Oh boy. :( Thank you PB. She recommended it based on test results. He complains about weak knees, which prohibit him to walk fast, although at times he goes faster than me. We have to have another telemedicine appointment and go through the vitamins list we sent her. I will ask her more details then.

There are not many Cobalt minerals on line, but I found this one from Amazon. MOTHER EARTH Minerals, Cobalt, 200 +/- per million.

park_bear profile image
park_bear in reply toDespe

I have not studied this matter carefully and I do respect Laurie Mischley. If she can provide a journal reference that would be of interest.

Despe profile image
Despe in reply topark_bear

Gee, I don't know if I can ask that question, PB. Would it be appropriate to ask her for a journal of reference??

park_bear profile image
park_bear in reply toDespe

If requested respectfully as a means to further inform yourself I do not think it would be a problem, but if you are not comfortable asking for it no need to bother on my account.

Despe profile image
Despe in reply topark_bear

It's not going to be a life-long supplementation, just a couple of months.

Smittybear7 profile image
Smittybear7 in reply toDespe

Can anyone contact Laurie Mischley?. How can you become a patient of hers?

park_bear profile image
park_bear in reply toSmittybear7

seattleintegrativemedicine....

Despe profile image
Despe in reply toSmittybear7

PB below answered your question, as well as I PMd you.

LAJ12345 profile image
LAJ12345 in reply toDespe

There is cobalt in cobalamin ie vitamin b12. I wonder if you can get it from that? This says

“Medically valid uses

As part of B-12, cobalt prevents pernicious anemia. It’s also needed to keep the nervous system working well.

Unsubstantiated claims

There are no claims based upon cobalt as a single element.

Recommended intake

As part of supplements, cobalt is measured in micrograms (mcg). The average adult intake of cobalt is 5–8 mcg per day. A safe Recommended Dietary Allowance (RDA) for cobalt hasn’t been set yet.

Trace amounts of cobalt are found in most foods. Foods high in vitamin B-12 are the only source of cobalt used by the body.

It’s best to take cobalt in vitamin B-12.

If you have a cobalt deficiency, this also means you have a vitamin B-12 deficiency. Anemia is a main cause of a cobalt deficiency. This is the case with pernicious anemia.

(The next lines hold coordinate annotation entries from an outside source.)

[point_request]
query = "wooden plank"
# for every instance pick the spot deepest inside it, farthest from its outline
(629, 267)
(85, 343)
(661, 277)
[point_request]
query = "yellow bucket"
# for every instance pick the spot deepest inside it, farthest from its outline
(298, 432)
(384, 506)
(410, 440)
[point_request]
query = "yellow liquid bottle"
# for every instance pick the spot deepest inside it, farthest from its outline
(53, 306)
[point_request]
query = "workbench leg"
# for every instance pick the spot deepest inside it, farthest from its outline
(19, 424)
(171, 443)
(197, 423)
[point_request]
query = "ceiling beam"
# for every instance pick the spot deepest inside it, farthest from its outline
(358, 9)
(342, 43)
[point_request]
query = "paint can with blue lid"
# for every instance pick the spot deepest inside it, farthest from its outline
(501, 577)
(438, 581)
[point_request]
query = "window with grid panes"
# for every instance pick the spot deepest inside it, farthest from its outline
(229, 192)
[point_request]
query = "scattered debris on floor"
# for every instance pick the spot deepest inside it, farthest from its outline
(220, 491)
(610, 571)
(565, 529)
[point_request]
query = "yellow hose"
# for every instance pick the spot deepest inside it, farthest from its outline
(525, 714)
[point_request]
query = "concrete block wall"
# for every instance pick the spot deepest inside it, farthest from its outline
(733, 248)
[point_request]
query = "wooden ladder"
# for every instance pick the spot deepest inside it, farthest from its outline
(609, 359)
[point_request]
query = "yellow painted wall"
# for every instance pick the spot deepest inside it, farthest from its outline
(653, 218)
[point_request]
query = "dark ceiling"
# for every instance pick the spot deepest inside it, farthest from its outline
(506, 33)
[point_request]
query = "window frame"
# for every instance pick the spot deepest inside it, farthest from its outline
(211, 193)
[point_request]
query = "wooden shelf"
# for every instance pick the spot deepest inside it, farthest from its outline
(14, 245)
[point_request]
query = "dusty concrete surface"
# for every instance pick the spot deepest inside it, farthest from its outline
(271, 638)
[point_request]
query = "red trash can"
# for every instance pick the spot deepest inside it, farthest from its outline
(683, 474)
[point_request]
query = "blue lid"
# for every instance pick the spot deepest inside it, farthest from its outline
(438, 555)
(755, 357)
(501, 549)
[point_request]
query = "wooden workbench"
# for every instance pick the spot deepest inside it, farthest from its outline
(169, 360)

Symptoms can include numbness, fatigue and tingling in your hand and feet. Over time, the condition also leads to decreased nerve function.”

urmc.rochester.edu/encyclop...

Despe profile image
Despe in reply toLAJ12345

LAJ, Dr. Mischley recommended that my husband takes cobalt for a short term course (approx. 2 months) based on tests. No anemia though.

Despe profile image
Despe in reply topark_bear

amazon.com/Designs-Health-T...

Checked with Dr. Mischley and said yes my husband can take this Tricobalamin, 3 forms of B12. I have ordered it.

park_bear profile image
park_bear in reply toDespe

Nothing wrong with cobalt as B12!

Smittybear7 profile image
Smittybear7 in reply toDespe

How do you get in touch with DrMischley?

Despe profile image
Despe in reply toSmittybear7

seattleintegrativemedicine....

Her website.

ElliotGreen profile image
ElliotGreen in reply toMWLE

I don't think injecting B6 is the answer. Carbidopa is not only active in the gastrointestinal tract. It is distributed through the rest of the body except the central nervous system.

park_bear profile image
park_bear in reply toElliotGreen

Carbidopa and B6 are much diluted when they enter into general circulation as compared to the GI tract. While there is still potential for these molecules to encounter each other and form an inactivated complex, that occurs to a much lesser degree than if taken together as oral doses. That is my experience at any rate - abundant B6 in circulation does not seem to interfere with my carbidopa levodopa, whereas if I take them together the carbidopa levodopa is ineffective.

sharoncrayn profile image
sharoncrayn

Dr. Heinz doesn't say this or write this. Re-read his studies. If you can't figure it out, get back to me.

Sharon

Resano profile image
Resano

Hello. Concerning the timing, what would you suggest if one takes the E/R version of Levodopa ? Thanks.

park_bear profile image
park_bear in reply toResano

Suggested timing of at least two hours separation applies to the ER version. Personally I take the ER version exclusively.

Resano profile image
Resano in reply topark_bear

Hello. If I remember well, Dr Costantini pointed out that B6 is a facilitator of the decarboxylase whereas Carbidopa or Benserazide (in the case of Madopar) are powerful inhibitors. From there, he warned against too much of circulating B6. What’s your opinion ? Thanks in advance.

park_bear profile image
park_bear in reply toResano

Vitamin B6 is essential for for a vast array of vital functions:

sciencedirect.com/topics/ch...

"Vitamin B6 plays a role in the metabolism of protein, carbohydrates and fats, the production of neurotransmitters and the formation of nicotinic acid. It is vital for maintaining a healthy nervous system, skin, muscles and blood. One of the central roles of this vitamin is in protein metabolism where it helps regulate the balance of amino acids in the body. It is also closely involved in hormone production."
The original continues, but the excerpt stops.